"There's only one hard and fast rule in running: sometimes you have to run one hard and fast."

Friday, July 17, 2009

Hill Running Technique (part 2 of 3)

People tend to think that there's no skill involved in running - that, unlike perfecting a golf swing, it's pretty much just putting one foot in front of another. This post will try to detail the nuances of hill running technique that come usually without thought and through practice. Anyone who's seen my ungainly running style will be surprised that I've ever thought about it.


Running uphill requires one to shorten one's stride; if trying to keep a steady pace, it requires an increased cadence. Taller runners often overstride on uphills, which leads to muscle fatigue. One should push off with the back foot, rather than reaching with the front one.

Uphills require increased knee lift, compared to flat ground, just to keep one's toes from catching the angle of the hill.

The arms are used to drive uphill, especially if one is reduced to walking. Fast arm motions increase stride rate and shorten stride almost automatically. Elbows should be tucked in close to the body and the arms swing more from the elbow and less from the shoulder.

Lean forward to keep your center of gravity correct, keeping perpendicular to the flat ground at the bottom of the hill. To do this, bend at the hips, not at the waist, or one will stress back muscles; this requires flexible hamstrings. Focusing uphill, not at one's feet will aid in keeping the back straight.

Hills have a crest, so the top usually flattens out and one increases the rhythm of steps near the top to take advantage of this. Some runners pause at the top of hills, so it's a good idea to practice running past the top of the hill, which effectively makes it a longer hill.


On downhills, arms are used mostly for balance, rather than for driving forward. The elbows are held out from the body, arms carried lower than on the uphill. On steep hills, the elbows may be well behind the torso (the weight of the arms acting as a counterbalance), the arms pumping as in tricep curls.

One should land on the heel or flat-footed, to avoid snagging roots or rocks with the toes. Landing on the heels tends to cause overstriding and increases the landing shock to muscles and joints, so one should land with the knee kept slightly bent and one should roll forward on one's plant foot and "pop" off quickly.
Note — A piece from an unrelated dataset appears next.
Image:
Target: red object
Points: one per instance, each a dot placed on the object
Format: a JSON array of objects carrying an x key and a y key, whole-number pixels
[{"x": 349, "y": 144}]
Too long of a stride causes a loss of balance and can lead to a fall.

Lean slightly backward (again, keeping perpendicular to flat ground) to keep an even speed. Digging in the heels and taking shorter steps allows one to brake without stressing the quadriceps; short steps require faster strides. The idea is to let gravity do the work, to "flow" down the hill, but to keep in control.

Near the bottom of a long steep hill, the ground flattens out and one can take more advantage of the "free speed" of the downhill without undue risk. The higher one lifts the knee, the longer one's step and the faster one moves.
No one thinks much about these things when running, of course, or all the fun would go out of it, but occasionally focusing on one aspect during a hill workout will help a poor hill runner become better.


Glaven Q. Heisenberg said...

Thanks. I hadn't thought about a lot of this stuff, but it makes sense and I intend to try it.

Jean said...

I am a terrible hill runner, especially on downhills. I had not considered a lot of these techniques. These have been extremely informative posts, Steve. Thanks!

Jogger said...

I need this, thanks!

Carl Gammon said...

I certainly agree with the uphill comments. The Run to the Sun on Maui is 36 miles from sea level to 10,000 feet, with the final 26 miles ALL uphill. You train to shorten your stride and increase cadence. (And to always run when the buses of tourists can see you.)

Another reason to land on the heels on downhills is to avoid jamming the toes and getting those black toenails.